Bertanya Kepada Organisasi Kita
KEPADA guru ngaji, salah seorang jamaah bertanya, “Apa bedanya antara ‘Islam Nahdlatul Ulama’ (NU) dengan ‘Islam Muhammadiyah’?” Pertanyaan ini muncul di Masjid Al-Amien, Buyutan, Ngalang, Gedangsari, Gunungkidul, DIY, ketika ada pengajian, pertengahan Ramadhan lalu.
Ah, sungguh usang bertanya soal itu! Benar. Tetapi, ia lahir tidak dari ruang hampa, ada sejarah yang melatar-belakanginya. Mungkin, salah satunya, selama ini si penanya sering dibingungkan tentang klaim kelompok agama. Atau juga, ia tak pernah merasakan hal yang lain, kecuali beda nama dan bendera, beda bilangan rakaat tarawih, dan ada qunut waktu sembahyang subuh atau tidak. atau sebetulnya ia tidak bertanya soal ibadah yang dijawab oleh sang guru ngaji.
Saya jadi mengira-ngira. mungkin yang sedang ia tanyakan adalah perbedaan fungsi dan peran kedua ormas Islam itu dalam kehidupan bermasyarakat, bernegara dan berbangsa secara nyata. Sebab, kukira, kalau hanya jumlah rakaat terawih ia sudah ngerti sejak sekolah SD.

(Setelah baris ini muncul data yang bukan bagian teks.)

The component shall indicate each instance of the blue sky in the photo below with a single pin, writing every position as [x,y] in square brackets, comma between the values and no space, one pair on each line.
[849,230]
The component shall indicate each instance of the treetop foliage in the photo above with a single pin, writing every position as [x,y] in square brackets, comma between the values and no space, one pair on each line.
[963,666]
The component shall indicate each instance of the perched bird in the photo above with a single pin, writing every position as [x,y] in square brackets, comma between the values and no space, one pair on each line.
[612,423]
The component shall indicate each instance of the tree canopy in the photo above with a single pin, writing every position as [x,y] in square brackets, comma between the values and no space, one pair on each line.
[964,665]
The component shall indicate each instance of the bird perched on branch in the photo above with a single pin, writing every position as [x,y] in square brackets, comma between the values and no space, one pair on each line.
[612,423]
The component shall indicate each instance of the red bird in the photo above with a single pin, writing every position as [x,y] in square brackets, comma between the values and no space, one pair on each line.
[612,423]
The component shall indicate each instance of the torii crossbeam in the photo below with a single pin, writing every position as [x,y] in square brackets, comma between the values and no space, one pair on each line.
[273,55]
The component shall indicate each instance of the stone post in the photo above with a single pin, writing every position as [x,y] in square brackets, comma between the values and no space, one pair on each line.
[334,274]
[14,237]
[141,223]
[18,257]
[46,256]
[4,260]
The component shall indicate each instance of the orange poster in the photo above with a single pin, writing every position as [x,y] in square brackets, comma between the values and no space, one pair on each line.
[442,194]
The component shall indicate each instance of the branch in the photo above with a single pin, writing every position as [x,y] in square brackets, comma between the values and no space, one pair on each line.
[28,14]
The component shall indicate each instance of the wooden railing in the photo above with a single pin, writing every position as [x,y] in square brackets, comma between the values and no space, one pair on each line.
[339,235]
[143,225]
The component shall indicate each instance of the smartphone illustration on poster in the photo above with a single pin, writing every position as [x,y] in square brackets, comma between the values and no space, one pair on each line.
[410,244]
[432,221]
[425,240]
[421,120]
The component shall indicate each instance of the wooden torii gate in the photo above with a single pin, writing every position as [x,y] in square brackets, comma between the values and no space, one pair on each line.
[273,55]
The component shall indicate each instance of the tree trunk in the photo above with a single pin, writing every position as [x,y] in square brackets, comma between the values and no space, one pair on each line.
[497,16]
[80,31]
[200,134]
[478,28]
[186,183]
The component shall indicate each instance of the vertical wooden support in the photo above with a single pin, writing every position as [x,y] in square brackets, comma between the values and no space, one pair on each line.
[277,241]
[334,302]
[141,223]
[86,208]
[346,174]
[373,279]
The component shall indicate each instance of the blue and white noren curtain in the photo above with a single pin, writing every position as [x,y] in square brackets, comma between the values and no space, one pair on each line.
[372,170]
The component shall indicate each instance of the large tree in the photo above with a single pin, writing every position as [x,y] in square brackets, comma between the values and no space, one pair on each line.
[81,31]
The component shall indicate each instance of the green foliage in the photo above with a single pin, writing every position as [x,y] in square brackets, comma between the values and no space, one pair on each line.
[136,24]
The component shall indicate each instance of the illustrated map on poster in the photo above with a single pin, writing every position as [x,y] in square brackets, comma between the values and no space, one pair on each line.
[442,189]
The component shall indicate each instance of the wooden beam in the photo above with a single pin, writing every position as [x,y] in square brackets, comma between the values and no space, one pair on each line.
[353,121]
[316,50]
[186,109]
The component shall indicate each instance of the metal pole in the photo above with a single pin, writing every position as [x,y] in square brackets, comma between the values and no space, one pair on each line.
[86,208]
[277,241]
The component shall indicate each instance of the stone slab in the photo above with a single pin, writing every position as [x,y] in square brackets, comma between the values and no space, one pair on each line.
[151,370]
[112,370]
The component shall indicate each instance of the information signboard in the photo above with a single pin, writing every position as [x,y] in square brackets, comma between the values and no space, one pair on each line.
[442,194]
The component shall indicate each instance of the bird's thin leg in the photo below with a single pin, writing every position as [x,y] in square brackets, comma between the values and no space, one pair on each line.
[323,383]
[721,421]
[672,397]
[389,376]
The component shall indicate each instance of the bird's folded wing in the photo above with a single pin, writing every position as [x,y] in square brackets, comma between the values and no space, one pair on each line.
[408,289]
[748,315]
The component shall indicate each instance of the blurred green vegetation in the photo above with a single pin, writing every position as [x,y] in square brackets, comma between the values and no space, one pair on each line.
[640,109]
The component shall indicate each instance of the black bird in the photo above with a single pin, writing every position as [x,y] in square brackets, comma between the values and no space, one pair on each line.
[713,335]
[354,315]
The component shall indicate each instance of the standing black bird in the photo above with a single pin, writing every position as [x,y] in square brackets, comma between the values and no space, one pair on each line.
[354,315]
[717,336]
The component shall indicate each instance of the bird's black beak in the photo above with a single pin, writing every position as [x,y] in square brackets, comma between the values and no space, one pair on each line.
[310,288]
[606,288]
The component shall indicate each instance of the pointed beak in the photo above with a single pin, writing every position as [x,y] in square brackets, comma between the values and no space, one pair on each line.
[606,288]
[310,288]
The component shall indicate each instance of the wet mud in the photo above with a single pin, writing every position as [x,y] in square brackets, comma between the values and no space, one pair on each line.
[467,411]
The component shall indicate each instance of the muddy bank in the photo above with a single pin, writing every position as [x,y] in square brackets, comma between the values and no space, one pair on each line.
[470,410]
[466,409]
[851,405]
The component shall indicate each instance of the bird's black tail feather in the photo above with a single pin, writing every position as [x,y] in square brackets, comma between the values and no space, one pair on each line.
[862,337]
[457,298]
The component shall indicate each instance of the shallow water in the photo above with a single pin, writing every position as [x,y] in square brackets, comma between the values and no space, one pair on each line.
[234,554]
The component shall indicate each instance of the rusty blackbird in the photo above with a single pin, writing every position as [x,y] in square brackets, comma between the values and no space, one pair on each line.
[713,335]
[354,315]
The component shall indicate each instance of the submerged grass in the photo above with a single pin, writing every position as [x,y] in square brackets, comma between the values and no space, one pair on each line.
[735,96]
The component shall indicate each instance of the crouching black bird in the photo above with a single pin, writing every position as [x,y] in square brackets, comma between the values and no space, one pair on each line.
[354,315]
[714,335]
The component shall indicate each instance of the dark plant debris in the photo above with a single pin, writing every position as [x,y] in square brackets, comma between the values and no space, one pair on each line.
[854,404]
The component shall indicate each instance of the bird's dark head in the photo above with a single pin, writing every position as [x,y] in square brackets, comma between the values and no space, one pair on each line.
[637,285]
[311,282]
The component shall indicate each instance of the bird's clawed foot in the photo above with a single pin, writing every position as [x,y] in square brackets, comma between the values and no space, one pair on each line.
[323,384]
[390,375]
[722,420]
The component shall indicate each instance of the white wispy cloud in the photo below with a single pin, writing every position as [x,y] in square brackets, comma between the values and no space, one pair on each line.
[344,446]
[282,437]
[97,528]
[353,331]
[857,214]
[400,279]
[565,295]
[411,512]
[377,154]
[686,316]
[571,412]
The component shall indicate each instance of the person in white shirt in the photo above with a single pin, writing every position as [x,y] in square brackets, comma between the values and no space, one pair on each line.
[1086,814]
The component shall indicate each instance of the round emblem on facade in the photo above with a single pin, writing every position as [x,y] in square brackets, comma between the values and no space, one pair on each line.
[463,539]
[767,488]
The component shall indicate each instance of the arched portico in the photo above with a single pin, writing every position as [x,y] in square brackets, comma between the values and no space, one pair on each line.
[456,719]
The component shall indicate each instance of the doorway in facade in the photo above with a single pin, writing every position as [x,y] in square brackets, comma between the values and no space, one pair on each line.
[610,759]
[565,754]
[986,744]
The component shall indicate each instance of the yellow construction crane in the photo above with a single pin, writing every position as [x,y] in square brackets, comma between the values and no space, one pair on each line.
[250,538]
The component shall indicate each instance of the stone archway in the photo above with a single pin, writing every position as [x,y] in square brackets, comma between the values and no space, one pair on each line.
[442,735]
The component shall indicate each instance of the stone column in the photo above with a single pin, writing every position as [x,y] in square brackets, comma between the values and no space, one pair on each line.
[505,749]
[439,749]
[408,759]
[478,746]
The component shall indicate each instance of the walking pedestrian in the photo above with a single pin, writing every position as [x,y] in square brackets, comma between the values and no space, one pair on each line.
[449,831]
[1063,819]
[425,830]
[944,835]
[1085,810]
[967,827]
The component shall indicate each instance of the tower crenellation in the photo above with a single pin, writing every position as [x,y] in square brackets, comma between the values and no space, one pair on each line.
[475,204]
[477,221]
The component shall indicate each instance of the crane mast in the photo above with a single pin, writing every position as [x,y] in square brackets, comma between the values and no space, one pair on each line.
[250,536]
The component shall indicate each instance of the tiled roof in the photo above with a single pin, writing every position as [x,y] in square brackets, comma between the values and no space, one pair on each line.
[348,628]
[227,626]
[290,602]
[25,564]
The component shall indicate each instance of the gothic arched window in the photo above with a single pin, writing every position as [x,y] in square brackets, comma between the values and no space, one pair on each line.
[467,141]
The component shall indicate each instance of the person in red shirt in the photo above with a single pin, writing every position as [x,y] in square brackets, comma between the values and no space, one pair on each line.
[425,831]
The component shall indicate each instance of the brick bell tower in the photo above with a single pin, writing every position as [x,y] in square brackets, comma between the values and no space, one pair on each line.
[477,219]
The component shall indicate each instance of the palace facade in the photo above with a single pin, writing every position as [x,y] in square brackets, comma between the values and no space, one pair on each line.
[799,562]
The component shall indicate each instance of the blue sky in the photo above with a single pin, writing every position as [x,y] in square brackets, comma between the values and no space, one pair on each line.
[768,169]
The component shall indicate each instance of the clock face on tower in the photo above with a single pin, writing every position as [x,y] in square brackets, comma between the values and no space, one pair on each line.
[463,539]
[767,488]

Gambaran di atas seolah mengingatkan untuk merenungkan kembali peran dan fungsi organisasi —baik pendidikan, politik maupun sosial kemasyarakatan, yang selama ini telah dijalankan. Kita tahu, lahirnya beragam organisasi di tanah air ini telah cukup tua bahkan lebih tua dari umur NKRI ini. Semenjak awal abad 20, telah banyak organisasi yang tumbuh dan berkembang dengan segala visi dan misi yang beragam. Bahkan cikal bakal bangsa ini lahir dari organisasi masyarakat. Sekelompok orang berkumpul dan ber-sepakat untuk mendirikan wadah yang mampu menampung keinginan dan per-juangan rakyat serta misi mereka. Maka lahirlah banyak organisasi semacam Budi Utomo yang bergerak di bidang pendidikan. Dan kemudian diikuti oleh beberapa orga-nisasi lainnya.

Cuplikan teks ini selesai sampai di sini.